Introduction

What’s funny is that if you leaf through some of the earlier papers on end-to-end AI speech recognition, the models featured can’t seem to outperform hidden Markov model-based (HMM) approaches. Sure, in the past few years, end-to-end ASR finally got it together to beat out the old timers–strapping together resource-intensive components like attention mechanisms, to build state-of-the-art models. However, on that note, a fire extinguisher still puts out a candle better than a light puff, but at what cost? 

I think we may have been a little quick to leave the classic HMM approaches by the wayside. I mean, just do a quick google search for tutorials on putting together your own ASR application, and you’ll sooner see recommendations to roll out RNN-transducers than any tried-and-true, HMM-based systems. 

The point is, for most of what ASR is needed for, HMMs and hybrid systems get the job done. In fact, the performance gaps of these older, more modestly-sized models essentially amount to a few edge-cases.  So why aren’t we getting hyped about them?

In this article, I want to talk about hybrid machine learning architectures and models, especially HMM-based models. Why don’t they get more attention?

I’ll warn you that lots of what I’m saying is speculative and anecdotal. I want to open a conversation. I’d like to consider, from a developer’s perspective, why a casual developer wouldn’t intuitively take this route, or might be discouraged from doing so.

I’m also not looking to get into the technological nitty-gritty. If some of the terminology seems out-of-scope, fret not. You don’t need to understand emission probabilities and hidden states to grasp “old-tech to new-tech” and “big-models to small-models.” This isn’t a story about machine learning models. This is a double-take at the ceaseless pressure to unquestioningly innovate, grow, and overtake.
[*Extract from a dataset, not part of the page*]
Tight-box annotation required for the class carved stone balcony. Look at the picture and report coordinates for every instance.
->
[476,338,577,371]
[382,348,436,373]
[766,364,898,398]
I’ll take you through some of the reasons why I think HMMs aren’t seeing much love: notions I had that made me shy away from them, and obstacles that kept me from trying them out. I’ll also propose some ways to get people excited about them.

There are a couple of machine learning educators trying to encourage us to avoid following the hype. These folks—like Jeremy Howard and Rachael Tatman to name a few—are advocating that we prioritize practical, efficient, technologies over whatever’s new, flashy, and has the quirkiest name. I’m here to do the opposite. Let’s fight fire with fire. Big tech wants to make some twenty-quadrillion-parameter language model? Let’s make HMMs instead 😎

What’s Stopping Us

🪨 The Pipeline is Clunky

At least, that’s how it seems. I was just starting out in the linguistics world during a time where the need for pronunciation dictionaries had been essentially obviated. So I totally understand that adopting a somewhat tedious and seemingly outdated workflow is a lot to ask.

Nevertheless, there’s no reason hybrid technologies couldn’t be a fixture in the default pipeline. I mean, they sort of already are– the fact that PyTorch’s Wav2Vec2.0 implementation comes packaged with KenLM support speaks for itself.

But the technology isn’t inherently more complex, it’s just packaged in a much less practical way. PyTorch, Tensorflow, Keras and the like have spoiled us with the idea that a single library can cover our linear algebra, automatic differentiation, and architectural needs with just a few lines of Python code. (At least, that’s what the quickstart tutorials will have you believe.)

🐍There isn’t a Unified Python Library

What’s the Python Library for modern machine learning? PyTorch. Tensorflow. Keras

You can even choose along a sliding scale of abstraction. Transformers is PyTorch wrapped nicely with a bow.  It’s abundant but overlapping. If you’re looking at older techniques, you sort of run into the exact opposite problem.

More specifically, if you want to build an HMM-based model, the best you’ll find is hmmlearn, which looks swell, but that hardly covers all the basics.

For one, these technologies are easier to use on every level: they’re easier to find, more abstracted, and better documented. Think about what it takes to crack into the transformers library. Sure, the learning curve can feel steep, but once you’ve gotten the hang of it, you can tackle the rest of the library. Even breaking into Pytorch—that remarkably denser and low-level library—at least comes with the promise of giving you the tools to practice end-to-end machine learning across the board.

A couple of pip install commands is a picnic compared to untangling your way through the mess of dependencies needed to up-and-run Kaldi, an HMM-based framework. Kaldi's documentation describes the toolkit as having “modern and flexible code, written in C++, that is easy to modify and extend.” 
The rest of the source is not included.